Fatta la riforma, rilanciamo il terzo settore

10 Gennaio 2017

Flaviano Zandonai (Euricse, Iris Network)

A fronte di una definizione di ordine generale, la legge contribuisce comunque a definire e cogliere le diverse “anime” del terzo settore affinché possa svolgere in modo ancora più efficace le tre macro funzioni che storicamente lo contraddistinguono ovvero: tutela e rappresentanza dei diritti (advocacy), produzione di beni e servizi, erogazione di risorse a supporto di attività di interesse sociale. In tal senso si possono evidenziare, come particolarmente rilevanti, le seguenti disposizioni.

L’agenda delle riforme istituzionali non è fatta solo di interventi sulla struttura e le articolazioni dello Stato, ma chiama in causa anche altre forme giuridiche e organizzative come quelle del terzo settore. Fino a qualche mese fa si trattava di un concetto definito a livello sociologico ed economico, mentre la legislazione procedeva “a canne d’organo” normando cioè i singoli attori che ne fanno parte: associazioni (nelle loro varie declinazioni), organizzazioni di volontariato, cooperative sociali, fondazioni, comitati. Ma nel maggio scorso è stata approvata la legge n. 106/2016 che regola, per l’appunto, il terzo settore inteso anche giuridicamente come un corpus unitario e, al suo interno, due ulteriori strumenti. Il primo è l’impresa sociale, quello che potremmo definire il “veicolo imprenditoriale” del terzo settore, mentre il secondo è il servizio civile universale, ovvero una disposizione che, per molte organizzazioni sociali, rappresenta una modalità molto importante per coinvolgere la popolazione giovanile all’interno di progetti che, in vario modo, si definiscono di pubblica utilità.

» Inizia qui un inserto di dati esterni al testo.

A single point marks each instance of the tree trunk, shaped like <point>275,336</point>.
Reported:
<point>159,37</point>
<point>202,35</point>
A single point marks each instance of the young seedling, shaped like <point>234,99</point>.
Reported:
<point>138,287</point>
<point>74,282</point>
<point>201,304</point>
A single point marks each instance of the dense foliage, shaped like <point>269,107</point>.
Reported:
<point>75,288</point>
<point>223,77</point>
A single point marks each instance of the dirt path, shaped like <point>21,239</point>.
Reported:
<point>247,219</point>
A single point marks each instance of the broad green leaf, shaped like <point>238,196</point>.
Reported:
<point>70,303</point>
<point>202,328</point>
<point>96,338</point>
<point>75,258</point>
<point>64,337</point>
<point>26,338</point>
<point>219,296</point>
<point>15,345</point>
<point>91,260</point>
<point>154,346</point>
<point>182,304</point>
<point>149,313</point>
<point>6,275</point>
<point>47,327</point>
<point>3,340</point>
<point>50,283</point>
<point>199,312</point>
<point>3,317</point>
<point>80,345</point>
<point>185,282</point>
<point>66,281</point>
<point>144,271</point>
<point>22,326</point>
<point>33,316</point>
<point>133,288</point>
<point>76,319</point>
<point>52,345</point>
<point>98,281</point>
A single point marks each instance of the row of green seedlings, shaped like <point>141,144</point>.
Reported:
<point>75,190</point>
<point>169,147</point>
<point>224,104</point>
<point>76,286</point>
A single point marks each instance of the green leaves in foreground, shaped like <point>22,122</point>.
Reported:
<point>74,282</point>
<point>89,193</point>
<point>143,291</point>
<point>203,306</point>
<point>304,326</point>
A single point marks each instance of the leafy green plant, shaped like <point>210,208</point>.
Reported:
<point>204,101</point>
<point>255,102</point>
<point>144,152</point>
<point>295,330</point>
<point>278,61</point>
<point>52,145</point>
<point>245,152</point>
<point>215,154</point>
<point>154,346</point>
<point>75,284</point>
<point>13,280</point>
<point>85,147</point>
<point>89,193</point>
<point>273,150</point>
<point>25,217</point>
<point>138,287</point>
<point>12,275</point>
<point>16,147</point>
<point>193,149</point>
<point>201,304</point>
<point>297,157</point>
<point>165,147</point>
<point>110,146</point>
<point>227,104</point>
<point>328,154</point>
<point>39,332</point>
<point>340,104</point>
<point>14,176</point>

Trattandosi di una norma appena approvata è difficile, in questa fase, definire il possibile impatto che potrà esercitare su un settore che, nel suo insieme, è composto da organizzazioni non solo di diversa forma giuridica, ma di altrettanto varie caratteristiche dimensionali, settoriali ed anagrafiche: di nuova generazione e consolidate, di grandi e di piccolissime dimensioni, impegnate in molteplici settori (dai servizi sociali, alla produzione culturale, dalla tutela ambientale alle attività educative), operative in contesti urbani e nelle “aree interne”. Questa incertezza applicativa legata al carattere recente della norma e alle caratteristiche costitutive del settore è ulteriormente enfatizzata dal fatto che si tratta di una legge delega che impegna il governo ad emanare decreti applicativi su materie di particolare rilevanza che potranno contribuire a delineare in modo molto più circostanziato l’identikit del terzo settore. I decreti infatti saranno chiamati, in primo luogo, a costruire un “codice del terzo settore” agendo così alla radice del codice civile italiano che fin qui è impostato in senso “manicheo”: riconosce infatti alle istituzioni pubbliche il compito di perseguire obiettivi di interesse collettivo e a quelle private di perseguire gli interessi individuali di coloro che ne detengono i diritti di proprietà. Tertium non datur, come dicevano gli antichi, almeno fino all’approvazione di questa norma che, all’articolo 1, riconosce invece l’esistenza di “un complesso degli enti privati costituiti per il perseguimento, senza scopo di lucro, di finalità civiche, solidaristiche e di utilità sociale e che, in  attuazione del principio di  sussidiarietà e in coerenza con i rispettivi statuti o atti costitutivi, promuovono e realizzano attività d’interesse generale mediante forme di azione volontaria e gratuita o di mutualità o di produzione e scambio di beni e servizi”.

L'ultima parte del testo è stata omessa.